Gloriously fine debut 7″ single from Magazine. Dedicated to all the folk that travelled down to London to see the reformed band (less John McGeoch of course) perform these last two nights, and for those travelling up to Manchester today.
Photograph is of Howard Devoto hanging down the Roxy club in Covent Garden during 1977.
Text from Da Wikki…
The band was formed in Manchester by Howard Devoto shortly after he left The Buzzcocks in early 1977. In April 1977 he met guitarist John McGeoch, then an art student, and they began writing songs, some of which would appear on the first Magazine material. They then recruited Barry Adamson on bass, Bob Dickinson on keyboards and Martin Jackson (previously of The Freshies) on drums, to form the first line-up of the band, which signed to Virgin Records. The band played their debut live gig at the Rafters, in Manchester, on 28 October 1977.

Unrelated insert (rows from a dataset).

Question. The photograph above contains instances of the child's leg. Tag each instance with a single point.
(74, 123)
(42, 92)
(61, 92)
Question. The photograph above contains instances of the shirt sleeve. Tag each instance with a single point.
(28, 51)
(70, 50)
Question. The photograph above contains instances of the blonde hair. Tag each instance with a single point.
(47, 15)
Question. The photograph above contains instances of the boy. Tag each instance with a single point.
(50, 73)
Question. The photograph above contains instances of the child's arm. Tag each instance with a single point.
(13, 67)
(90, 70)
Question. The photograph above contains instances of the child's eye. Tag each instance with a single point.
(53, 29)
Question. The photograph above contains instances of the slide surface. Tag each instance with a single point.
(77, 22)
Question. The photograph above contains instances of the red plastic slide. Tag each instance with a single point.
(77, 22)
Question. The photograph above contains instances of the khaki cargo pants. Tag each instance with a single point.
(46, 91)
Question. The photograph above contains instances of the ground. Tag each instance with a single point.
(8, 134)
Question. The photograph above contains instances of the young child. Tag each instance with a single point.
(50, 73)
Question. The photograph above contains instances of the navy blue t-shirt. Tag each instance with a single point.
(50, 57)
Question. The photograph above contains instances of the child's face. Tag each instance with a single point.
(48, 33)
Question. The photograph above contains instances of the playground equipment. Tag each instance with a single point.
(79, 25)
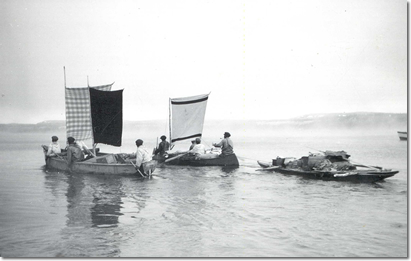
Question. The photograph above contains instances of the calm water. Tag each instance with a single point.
(204, 212)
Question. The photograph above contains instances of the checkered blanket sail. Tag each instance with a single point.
(78, 113)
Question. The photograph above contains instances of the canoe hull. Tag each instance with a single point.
(403, 135)
(366, 176)
(228, 160)
(91, 168)
(353, 176)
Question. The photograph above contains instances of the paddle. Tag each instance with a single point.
(176, 157)
(137, 169)
(269, 168)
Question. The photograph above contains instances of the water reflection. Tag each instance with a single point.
(107, 203)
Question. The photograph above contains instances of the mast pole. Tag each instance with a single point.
(64, 70)
(169, 122)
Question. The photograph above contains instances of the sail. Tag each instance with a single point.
(78, 117)
(107, 116)
(187, 117)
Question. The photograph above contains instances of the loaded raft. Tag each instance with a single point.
(328, 165)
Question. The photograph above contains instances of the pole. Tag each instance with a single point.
(64, 70)
(169, 123)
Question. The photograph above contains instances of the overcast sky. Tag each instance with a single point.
(259, 59)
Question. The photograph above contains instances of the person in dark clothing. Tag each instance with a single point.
(74, 152)
(162, 147)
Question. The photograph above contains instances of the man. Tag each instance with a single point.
(163, 146)
(74, 152)
(143, 158)
(199, 148)
(226, 145)
(193, 143)
(54, 147)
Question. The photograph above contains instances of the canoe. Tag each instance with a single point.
(373, 175)
(102, 164)
(190, 160)
(91, 167)
(403, 135)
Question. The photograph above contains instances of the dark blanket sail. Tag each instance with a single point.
(107, 116)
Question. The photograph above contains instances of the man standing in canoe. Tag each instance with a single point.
(74, 152)
(144, 161)
(226, 145)
(163, 146)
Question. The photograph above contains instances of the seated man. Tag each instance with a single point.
(54, 147)
(226, 145)
(199, 148)
(74, 152)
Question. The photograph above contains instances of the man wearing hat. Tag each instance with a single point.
(142, 158)
(74, 152)
(193, 143)
(226, 144)
(54, 147)
(198, 148)
(163, 146)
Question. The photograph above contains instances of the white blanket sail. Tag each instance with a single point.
(78, 115)
(187, 117)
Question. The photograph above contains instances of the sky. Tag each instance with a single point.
(263, 59)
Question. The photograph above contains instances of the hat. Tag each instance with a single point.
(139, 142)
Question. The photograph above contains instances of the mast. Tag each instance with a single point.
(91, 120)
(169, 122)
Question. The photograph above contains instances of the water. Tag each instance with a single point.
(205, 212)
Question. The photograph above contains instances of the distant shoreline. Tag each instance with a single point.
(335, 121)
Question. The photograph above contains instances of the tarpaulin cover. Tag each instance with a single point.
(107, 116)
(187, 117)
(78, 117)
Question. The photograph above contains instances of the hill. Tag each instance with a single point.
(312, 122)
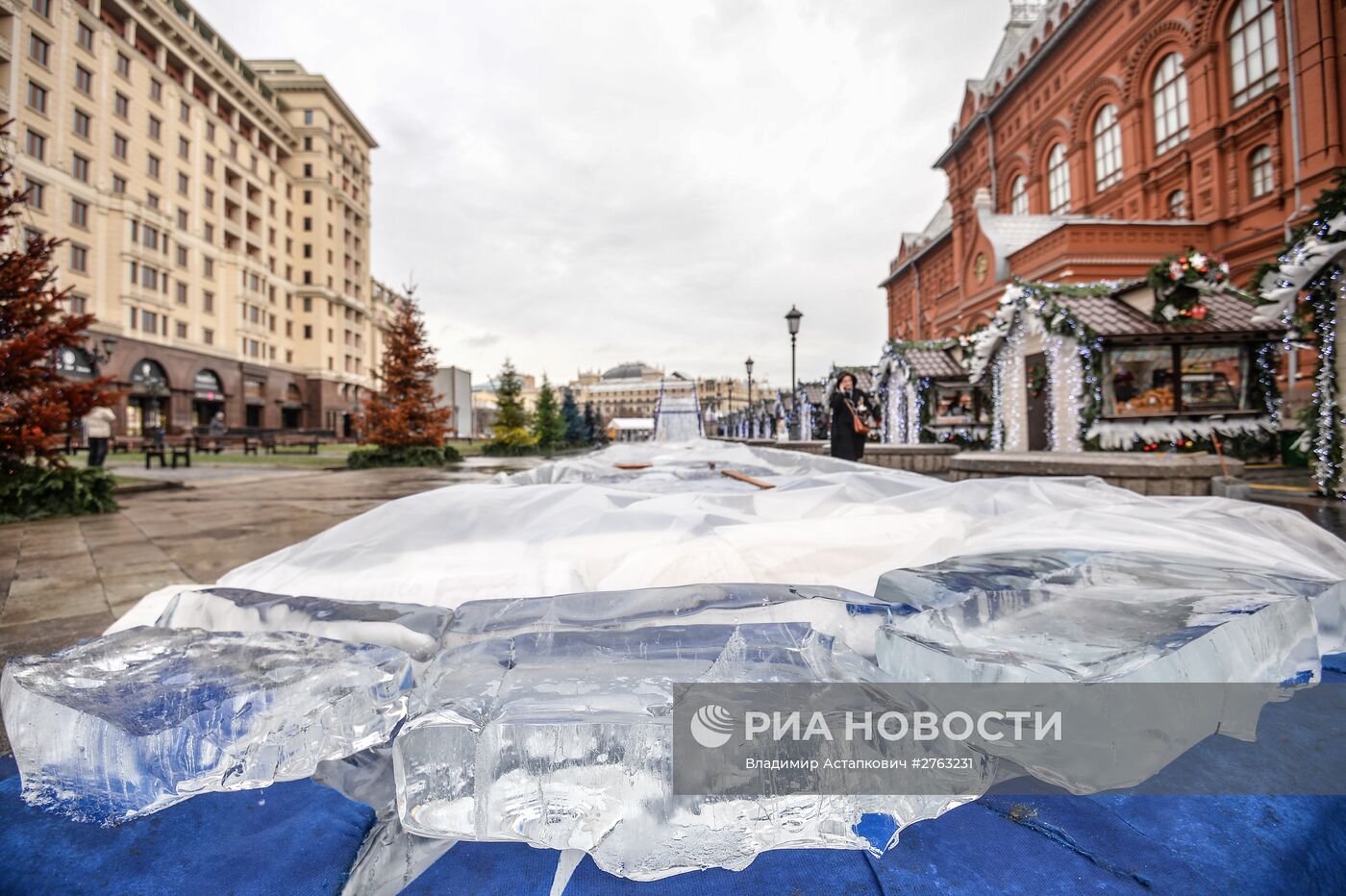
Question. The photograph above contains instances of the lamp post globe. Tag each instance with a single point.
(749, 366)
(791, 319)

Dickinson, whose background was in classical and avant-garde music, left shortly after a number of gigs in late 1977, and in early 1978 the band released their first single ‘Shot By Both Sides’, recorded by the band as four-piece and an only guitar-bass-drums sound similar to punk. Shortly after the single’s release, Dave Formula,who had also played with a 1960’s shortly famed rock band from Manchester called St. Louis Union, joined as keyboardist. ‘Shot By Both Sides’, the chorus of which shared the same progression as The Buzzcocks’ ‘Lipstick’ reached the Top 50 in the UK singles chart. Its cover was an early example of the goth influence in punk. The band, with Formula on keyboards, made its first major TV appearance on Top Of The Pops in February 1978, performing the single.
Following a British tour to promote their first album ‘Real Life’, Jackson left in late July, and was replaced briefly by Paul Spencer, who performed with the band for gigs across Europe and some television appearances, including the Old Grey Whistle Test, where they played ‘Definitive Gaze’. Spencer quit partway through the tour, joining The Speedometors shortly afterwards, and he was replaced in October by John Doyle, who completed the Real Life promotional tour and remained in the band.

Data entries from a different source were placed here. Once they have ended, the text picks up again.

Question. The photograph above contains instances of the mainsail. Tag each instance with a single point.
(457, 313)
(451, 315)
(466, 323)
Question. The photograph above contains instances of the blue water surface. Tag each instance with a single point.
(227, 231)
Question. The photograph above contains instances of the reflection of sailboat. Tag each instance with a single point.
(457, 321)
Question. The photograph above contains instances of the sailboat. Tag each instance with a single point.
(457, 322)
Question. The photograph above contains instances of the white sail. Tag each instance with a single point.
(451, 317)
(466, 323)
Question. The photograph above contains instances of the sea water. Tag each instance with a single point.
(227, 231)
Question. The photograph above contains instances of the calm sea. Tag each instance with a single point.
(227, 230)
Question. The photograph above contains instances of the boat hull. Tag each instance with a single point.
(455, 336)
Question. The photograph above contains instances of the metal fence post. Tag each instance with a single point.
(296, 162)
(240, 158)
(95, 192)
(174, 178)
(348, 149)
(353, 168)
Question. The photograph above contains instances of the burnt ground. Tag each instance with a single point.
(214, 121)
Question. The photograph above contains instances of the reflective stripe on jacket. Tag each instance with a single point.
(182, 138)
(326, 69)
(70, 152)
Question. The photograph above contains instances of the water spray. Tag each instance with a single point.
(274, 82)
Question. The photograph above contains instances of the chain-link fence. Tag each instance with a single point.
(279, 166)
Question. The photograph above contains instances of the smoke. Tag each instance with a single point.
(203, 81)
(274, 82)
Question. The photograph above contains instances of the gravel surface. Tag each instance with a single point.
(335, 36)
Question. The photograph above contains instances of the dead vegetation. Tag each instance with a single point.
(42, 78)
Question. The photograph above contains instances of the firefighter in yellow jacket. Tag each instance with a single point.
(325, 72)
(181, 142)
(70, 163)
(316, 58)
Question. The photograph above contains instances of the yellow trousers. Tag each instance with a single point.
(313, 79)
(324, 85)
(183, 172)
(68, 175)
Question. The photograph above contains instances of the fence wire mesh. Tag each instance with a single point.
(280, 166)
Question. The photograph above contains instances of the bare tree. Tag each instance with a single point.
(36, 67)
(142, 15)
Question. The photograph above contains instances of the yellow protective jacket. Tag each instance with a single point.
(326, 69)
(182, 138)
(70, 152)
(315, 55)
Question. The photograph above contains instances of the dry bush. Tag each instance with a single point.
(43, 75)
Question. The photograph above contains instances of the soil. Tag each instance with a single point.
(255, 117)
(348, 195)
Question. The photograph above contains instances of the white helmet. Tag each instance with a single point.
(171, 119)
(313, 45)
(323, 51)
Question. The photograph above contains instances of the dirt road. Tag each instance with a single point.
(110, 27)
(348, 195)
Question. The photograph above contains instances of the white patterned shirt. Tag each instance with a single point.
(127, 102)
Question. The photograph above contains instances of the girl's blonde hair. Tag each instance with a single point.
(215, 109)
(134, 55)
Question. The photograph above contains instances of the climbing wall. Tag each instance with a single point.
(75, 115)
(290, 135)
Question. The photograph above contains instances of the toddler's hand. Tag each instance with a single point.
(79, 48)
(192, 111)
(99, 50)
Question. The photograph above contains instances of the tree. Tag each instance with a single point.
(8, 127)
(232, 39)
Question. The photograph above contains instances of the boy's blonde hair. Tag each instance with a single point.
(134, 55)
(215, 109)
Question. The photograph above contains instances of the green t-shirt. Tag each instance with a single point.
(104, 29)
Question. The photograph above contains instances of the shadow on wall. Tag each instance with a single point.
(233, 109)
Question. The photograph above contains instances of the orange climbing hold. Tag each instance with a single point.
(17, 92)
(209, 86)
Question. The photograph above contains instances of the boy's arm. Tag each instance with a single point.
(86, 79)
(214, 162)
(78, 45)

In 1979 the second album, ‘Secondhand Daylight’, a more experimental and more keyboard and synthesizer based material, followed. The same year, McGeoch, Adamson and Formula joined electronic project Visage, recording and releasing the single ‘Tar’.
After the release of the album, Devoto decided to change producer, choosing Martin Hannett, who produced their next album in the same year, ‘The Correct Use of Soap’. Following its release John McGeoch decided to leave the band, tired of the low sales of the band’s previous recordings and their not so guitar playing-oriented songs joining Siouxsie And The Banshees. To replace him the band called Robin Simon, who previously was in Ultravox and Neo. That line-up toured across Europe and Australia, recording their next release, the live album ‘Play’. Simon made some initial recordings and rehearsals for the ‘Magic Murder And The Weather’ album, including co-writing the song ‘So Lucky’, but he left the band before the album was released so that he could record on the John Foxx solo album The Garden.

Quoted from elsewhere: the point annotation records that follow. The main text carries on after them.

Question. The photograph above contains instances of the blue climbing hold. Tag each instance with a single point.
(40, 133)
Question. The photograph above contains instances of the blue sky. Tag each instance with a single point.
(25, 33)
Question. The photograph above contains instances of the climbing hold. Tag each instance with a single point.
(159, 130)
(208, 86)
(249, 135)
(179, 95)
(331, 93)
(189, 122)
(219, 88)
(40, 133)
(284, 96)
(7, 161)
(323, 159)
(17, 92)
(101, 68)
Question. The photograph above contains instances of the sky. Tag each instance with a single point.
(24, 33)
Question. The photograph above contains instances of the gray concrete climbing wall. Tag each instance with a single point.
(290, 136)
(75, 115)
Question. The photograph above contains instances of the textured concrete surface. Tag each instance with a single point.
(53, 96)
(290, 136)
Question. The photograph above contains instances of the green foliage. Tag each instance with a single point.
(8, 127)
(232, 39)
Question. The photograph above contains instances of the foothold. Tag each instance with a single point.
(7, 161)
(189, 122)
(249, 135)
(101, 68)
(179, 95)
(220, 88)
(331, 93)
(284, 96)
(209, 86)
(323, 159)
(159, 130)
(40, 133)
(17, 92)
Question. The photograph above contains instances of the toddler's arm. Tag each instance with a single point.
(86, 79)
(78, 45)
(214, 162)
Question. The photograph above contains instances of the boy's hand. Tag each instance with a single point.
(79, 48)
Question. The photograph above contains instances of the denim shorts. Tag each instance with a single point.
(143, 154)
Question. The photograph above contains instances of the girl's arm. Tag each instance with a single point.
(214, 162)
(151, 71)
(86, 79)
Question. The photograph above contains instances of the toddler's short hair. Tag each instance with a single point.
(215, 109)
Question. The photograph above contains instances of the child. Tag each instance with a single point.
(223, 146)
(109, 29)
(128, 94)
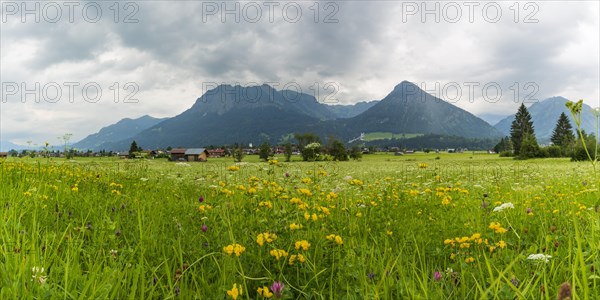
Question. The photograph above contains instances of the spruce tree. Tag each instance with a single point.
(521, 127)
(563, 132)
(133, 149)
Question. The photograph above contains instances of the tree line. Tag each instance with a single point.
(522, 143)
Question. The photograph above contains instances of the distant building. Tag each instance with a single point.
(196, 154)
(216, 152)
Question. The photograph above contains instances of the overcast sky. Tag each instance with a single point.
(160, 56)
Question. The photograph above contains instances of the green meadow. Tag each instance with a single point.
(420, 226)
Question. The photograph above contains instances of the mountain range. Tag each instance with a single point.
(122, 130)
(235, 114)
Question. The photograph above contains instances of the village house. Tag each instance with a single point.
(177, 154)
(216, 153)
(196, 154)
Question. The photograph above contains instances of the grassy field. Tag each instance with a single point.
(422, 226)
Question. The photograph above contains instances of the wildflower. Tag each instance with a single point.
(446, 200)
(539, 257)
(235, 248)
(296, 257)
(371, 276)
(278, 253)
(266, 204)
(233, 169)
(515, 282)
(264, 291)
(305, 192)
(303, 244)
(497, 227)
(277, 288)
(235, 291)
(504, 206)
(501, 244)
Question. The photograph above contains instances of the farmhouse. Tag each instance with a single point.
(195, 154)
(178, 154)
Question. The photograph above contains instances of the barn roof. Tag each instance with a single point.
(195, 151)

Again without a guitarist, Devoto called in his former college mate at Bolton, Ben Mandelson (former Amazorblades member). This lineup completed the recording of ‘Magic, Murder And The Weather’ in 1981, but Devoto quit in May of the same year months before its release of the album. A year later, ‘After The Fact’, the first Magazine compilation was released.
Adamson continued collaborating with Visage, and also began to work with The Birthday Party and Pete Shelley, Formula continued as member of Visage and joined Ludus, Mandelson joined The Mekons, and Doyle joined The Armoury Show in Scotland in 1983, along with John McGeoch.